Adaptive Cluster-Based Data Aggregation for Energy‎Optimization in Wireless Sensor Networks

  • Authors

    • Dr. Rameshkumar N Department of Electrical and Electronics Engineering
    • Dr. SathikBasha Department of Electrical and Electronics Engineering
    • Mr. Abdullhamasooth Department of Electrical and Electronics Engineering
    • Mr. Balajee B. Department of Electrical and Electronics Engineering
    • Dr. Agalya A. Department of Science and Humanities, Al Ameen Engineering College, Erode, Tamil Nadu, India
    https://doi.org/10.14419/jqtda361

    Received date: May 2, 2025

    Accepted date: May 29, 2025

    Published date: November 1, 2025

  • Wireless Sensor Network; Data Aggregation; Clustering; Compressive Sensing; Energy Optimization; Routing
  • Abstract

    Wireless Sensor Networks (WSNs) play a crucial role in environmental monitoring, industrial automation, and smart infrastructure by ‎periodically extracting sensor readings. However, high node density leads to data redundancy, increasing energy consumption and ‎communication overhead. To address this, an adaptive cluster-based data aggregation (ACDA) protocol is proposed, leveraging an enhanced ‎hybrid clustering and compressive sensing approach. The ACDA protocol dynamically forms clusters based on network topology and node ‎residual energy, ensuring balanced energy consumption.
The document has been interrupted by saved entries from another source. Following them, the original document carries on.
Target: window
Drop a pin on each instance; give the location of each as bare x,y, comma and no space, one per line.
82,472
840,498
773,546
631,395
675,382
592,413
Additionally, a compressive sensing-based aggregation mechanism is employed to ‎minimize redundant data transmission, further enhancing energy efficiency. The proposed method is evaluated against the Hybrid Energy-‎Efficient Distributed (HEED) clustering algorithm and the Adaptive Prediction-Based Data Aggregation (APDA) technique. Experimental ‎results demonstrate that ACDA achieves a 63.5% improvement in energy efficiency, a 78.2% packet delivery ratio, a 67.1% reduction in ‎storage space, and a 29.7% decrease in transmission delay compared to existing methods. These findings highlight the effectiveness of ‎ACDA in prolonging network lifespan and optimizing data aggregation processes in WSNs‎.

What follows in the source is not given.